As soon as you decide that you are interested in buying a new home. First, many Realtors will ask that you at least get pre-qualified before they show you a home. Second, if you are pre-approved before you make an offer on a home, your offer is considered to be much stronger to the seller than those that are not.
Below is a list of documents that are normally required when applying for a mortgage loan. Your loan officer will tell you if any additional documents are needed. Help speed up your approval by getting these documents together now, so you will be ready to close your loan right away.
• W-2 forms for the most recent 2 years.
• Payroll stubs for the past 30 days (showing year-to-date earnings).
• Most recent three months bank statements including checking, savings, any mutual funds, stocks, and/or any retirement accounts.
You will be asked to document your income with your most recent two years individual, business and corporate tax returns.
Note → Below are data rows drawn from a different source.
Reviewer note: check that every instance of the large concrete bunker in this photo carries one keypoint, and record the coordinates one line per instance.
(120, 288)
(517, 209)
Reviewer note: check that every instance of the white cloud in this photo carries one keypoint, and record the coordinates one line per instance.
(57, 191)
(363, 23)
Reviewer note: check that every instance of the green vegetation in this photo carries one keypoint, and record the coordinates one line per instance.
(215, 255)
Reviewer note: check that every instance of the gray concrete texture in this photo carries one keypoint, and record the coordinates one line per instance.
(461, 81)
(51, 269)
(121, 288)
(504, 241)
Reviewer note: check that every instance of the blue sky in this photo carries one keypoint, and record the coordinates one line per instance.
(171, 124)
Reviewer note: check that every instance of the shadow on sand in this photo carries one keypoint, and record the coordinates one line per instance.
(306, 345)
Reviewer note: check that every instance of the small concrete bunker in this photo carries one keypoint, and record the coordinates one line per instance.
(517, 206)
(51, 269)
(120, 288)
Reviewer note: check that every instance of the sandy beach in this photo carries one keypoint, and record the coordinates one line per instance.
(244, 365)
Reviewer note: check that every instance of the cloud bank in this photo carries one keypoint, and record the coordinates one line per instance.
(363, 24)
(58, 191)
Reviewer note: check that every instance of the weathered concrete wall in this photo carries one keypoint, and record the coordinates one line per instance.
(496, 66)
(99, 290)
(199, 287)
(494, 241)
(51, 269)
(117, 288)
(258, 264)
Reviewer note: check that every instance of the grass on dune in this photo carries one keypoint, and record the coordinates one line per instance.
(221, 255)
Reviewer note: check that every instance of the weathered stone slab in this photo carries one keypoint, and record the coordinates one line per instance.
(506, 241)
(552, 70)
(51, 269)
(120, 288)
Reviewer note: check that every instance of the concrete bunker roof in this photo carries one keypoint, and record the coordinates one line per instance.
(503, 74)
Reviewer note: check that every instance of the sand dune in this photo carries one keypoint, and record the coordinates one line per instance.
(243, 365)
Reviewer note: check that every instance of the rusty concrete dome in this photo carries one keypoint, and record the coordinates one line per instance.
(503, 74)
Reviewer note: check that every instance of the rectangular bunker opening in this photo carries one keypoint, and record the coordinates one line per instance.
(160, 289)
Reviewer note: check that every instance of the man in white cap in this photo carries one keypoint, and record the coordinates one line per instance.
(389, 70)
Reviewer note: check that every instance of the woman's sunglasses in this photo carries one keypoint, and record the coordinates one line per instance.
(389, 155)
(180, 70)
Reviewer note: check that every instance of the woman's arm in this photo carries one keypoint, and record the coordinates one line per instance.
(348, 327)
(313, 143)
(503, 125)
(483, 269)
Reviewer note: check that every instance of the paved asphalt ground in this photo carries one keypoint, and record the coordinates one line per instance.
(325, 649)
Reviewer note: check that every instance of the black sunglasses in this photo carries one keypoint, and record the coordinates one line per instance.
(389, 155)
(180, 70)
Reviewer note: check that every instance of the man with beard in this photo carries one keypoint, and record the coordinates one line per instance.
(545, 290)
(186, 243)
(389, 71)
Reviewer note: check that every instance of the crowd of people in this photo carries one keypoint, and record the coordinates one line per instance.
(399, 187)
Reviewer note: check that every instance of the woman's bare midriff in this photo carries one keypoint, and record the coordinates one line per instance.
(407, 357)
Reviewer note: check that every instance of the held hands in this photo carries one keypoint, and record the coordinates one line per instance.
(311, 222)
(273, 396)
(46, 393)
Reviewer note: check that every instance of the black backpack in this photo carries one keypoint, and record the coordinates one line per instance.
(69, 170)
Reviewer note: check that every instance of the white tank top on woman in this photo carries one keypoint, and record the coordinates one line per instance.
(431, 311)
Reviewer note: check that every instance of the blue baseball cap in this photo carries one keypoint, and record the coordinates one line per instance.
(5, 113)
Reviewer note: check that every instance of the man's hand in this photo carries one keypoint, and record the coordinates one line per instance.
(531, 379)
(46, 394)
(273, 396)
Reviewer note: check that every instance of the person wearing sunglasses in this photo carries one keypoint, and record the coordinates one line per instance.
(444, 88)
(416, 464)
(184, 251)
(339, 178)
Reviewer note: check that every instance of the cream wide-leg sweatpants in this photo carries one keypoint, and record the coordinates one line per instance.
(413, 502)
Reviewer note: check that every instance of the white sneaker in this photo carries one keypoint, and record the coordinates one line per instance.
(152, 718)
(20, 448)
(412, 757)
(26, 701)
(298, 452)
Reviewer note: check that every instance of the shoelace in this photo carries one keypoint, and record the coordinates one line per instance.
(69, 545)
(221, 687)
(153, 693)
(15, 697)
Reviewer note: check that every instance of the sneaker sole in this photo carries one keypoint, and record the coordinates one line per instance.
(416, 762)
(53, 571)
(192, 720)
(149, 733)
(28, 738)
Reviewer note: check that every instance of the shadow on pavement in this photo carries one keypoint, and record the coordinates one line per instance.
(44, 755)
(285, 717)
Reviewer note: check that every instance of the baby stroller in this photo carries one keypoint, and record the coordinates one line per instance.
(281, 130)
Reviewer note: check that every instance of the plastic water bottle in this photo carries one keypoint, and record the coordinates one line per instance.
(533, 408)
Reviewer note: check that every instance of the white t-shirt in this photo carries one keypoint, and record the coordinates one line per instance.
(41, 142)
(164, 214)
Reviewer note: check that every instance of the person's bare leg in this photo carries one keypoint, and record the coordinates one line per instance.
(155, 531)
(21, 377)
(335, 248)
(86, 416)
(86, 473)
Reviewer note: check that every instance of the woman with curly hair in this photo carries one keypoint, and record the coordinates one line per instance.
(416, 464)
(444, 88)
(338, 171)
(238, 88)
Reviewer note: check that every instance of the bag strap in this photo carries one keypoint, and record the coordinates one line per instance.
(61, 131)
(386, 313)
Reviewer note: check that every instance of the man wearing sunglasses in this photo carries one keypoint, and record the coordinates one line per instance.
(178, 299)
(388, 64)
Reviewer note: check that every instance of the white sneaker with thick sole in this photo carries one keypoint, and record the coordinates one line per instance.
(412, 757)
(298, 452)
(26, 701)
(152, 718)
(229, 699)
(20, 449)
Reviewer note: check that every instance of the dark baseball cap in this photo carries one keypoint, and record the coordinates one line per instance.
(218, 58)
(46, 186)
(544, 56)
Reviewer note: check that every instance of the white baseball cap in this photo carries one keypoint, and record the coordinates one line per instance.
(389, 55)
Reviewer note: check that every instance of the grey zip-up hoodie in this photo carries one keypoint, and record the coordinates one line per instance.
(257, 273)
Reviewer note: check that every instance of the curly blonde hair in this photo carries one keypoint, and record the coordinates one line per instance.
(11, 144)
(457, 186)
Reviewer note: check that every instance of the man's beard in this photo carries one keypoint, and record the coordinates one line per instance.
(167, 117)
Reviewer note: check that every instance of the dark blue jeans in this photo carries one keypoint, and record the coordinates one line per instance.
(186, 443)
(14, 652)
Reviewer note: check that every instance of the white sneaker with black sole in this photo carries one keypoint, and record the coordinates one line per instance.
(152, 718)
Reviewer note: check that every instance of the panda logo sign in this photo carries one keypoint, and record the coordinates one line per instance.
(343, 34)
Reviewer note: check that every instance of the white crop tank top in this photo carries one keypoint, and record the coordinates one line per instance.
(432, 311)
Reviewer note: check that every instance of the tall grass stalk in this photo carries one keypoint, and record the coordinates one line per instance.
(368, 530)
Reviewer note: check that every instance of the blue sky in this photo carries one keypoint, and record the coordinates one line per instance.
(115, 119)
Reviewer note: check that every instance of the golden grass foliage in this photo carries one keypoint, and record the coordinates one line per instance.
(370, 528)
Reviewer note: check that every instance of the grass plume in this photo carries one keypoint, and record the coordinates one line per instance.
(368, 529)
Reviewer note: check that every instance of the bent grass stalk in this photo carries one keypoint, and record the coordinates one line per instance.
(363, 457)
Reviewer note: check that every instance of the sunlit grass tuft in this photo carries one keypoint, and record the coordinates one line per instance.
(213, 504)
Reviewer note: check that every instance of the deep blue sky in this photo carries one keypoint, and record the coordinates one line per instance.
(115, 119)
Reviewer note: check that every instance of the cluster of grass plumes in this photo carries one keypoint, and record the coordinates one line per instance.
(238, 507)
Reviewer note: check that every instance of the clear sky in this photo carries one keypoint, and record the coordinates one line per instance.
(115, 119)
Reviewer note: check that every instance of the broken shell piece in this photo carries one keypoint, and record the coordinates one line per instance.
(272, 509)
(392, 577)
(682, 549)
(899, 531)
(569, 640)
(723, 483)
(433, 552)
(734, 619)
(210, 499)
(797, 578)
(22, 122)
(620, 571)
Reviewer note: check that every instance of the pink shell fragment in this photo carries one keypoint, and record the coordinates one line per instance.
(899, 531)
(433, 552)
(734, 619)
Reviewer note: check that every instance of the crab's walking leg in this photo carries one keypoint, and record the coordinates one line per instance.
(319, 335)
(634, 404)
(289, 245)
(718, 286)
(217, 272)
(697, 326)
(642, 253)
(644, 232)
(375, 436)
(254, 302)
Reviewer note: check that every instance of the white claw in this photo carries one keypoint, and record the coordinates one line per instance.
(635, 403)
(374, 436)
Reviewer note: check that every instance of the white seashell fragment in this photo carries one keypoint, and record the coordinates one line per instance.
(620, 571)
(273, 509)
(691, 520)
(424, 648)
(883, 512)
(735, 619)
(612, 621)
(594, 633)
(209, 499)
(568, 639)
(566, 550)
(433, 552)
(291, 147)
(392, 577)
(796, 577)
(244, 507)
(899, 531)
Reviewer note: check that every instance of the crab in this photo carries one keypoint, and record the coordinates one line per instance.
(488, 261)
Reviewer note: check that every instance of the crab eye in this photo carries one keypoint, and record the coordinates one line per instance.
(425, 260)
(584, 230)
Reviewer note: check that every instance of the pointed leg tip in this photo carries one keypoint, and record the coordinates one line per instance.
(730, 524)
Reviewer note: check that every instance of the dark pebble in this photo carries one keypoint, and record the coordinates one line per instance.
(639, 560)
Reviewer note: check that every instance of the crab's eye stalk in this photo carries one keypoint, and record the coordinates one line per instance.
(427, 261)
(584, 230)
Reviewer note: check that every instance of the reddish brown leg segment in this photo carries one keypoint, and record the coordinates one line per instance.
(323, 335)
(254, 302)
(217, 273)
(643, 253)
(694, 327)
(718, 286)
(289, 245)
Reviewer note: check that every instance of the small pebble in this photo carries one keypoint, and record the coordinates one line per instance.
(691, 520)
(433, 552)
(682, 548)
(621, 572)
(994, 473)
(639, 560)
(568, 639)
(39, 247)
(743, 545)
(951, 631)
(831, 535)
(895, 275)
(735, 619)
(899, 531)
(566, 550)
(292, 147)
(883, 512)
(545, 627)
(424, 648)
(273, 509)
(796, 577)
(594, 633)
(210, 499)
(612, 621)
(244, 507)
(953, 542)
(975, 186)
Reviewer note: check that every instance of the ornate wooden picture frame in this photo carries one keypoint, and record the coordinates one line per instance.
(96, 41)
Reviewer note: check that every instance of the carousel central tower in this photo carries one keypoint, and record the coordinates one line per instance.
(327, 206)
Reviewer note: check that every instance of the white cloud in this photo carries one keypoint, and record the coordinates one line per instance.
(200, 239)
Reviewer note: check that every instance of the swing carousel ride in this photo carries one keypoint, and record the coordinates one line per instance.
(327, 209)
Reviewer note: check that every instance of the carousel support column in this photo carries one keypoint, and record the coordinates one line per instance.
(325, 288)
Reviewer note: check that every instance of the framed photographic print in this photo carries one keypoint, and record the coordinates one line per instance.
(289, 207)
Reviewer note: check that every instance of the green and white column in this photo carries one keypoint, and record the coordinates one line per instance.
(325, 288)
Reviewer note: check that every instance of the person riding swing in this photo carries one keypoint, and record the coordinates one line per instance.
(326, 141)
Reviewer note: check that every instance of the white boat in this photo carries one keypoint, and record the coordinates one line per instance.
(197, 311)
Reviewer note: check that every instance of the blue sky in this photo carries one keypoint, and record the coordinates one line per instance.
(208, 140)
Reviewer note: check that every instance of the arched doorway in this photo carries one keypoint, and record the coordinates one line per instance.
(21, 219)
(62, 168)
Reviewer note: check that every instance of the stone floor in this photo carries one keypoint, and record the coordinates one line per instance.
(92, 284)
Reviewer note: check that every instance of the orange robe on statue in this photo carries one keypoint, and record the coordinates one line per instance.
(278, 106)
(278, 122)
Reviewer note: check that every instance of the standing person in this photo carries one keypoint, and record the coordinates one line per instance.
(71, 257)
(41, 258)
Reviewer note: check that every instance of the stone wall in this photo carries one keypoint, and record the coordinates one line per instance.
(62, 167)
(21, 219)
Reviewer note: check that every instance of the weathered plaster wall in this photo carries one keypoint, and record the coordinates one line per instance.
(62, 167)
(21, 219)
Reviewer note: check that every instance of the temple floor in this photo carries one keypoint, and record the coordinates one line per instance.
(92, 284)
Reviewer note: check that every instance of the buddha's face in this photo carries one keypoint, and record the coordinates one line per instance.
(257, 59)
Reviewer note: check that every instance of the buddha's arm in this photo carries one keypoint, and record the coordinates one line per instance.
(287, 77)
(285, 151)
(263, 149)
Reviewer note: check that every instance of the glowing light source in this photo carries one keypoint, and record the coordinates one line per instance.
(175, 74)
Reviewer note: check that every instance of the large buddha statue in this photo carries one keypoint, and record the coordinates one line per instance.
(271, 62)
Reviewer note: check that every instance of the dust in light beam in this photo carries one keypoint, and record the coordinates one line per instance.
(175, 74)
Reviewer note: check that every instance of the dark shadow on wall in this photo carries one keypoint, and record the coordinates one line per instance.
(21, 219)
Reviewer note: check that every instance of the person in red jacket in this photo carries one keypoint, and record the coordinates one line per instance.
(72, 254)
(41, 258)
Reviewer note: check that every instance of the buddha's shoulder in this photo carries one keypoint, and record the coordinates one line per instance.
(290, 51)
In addition, we will need your year-to-date profit and loss statement.
Rental Income: Federal tax returns for the past two years along with your rental agreements.
Retirement/Social Security: Award letter, tax returns, or bank statements if direct-deposit.
Alimony/Child Support: Divorce decree/separation agreement along with proof of payment.
Interest Dividends: Federal tax returns for the past two years.
Other Income: Provide appropriate documentation.
Most recent three months bank statements including checking, savings, any mutual funds, stocks, and or any retirement accounts, both personal and business.
• Copy of homeowner’s hazard insurance policy.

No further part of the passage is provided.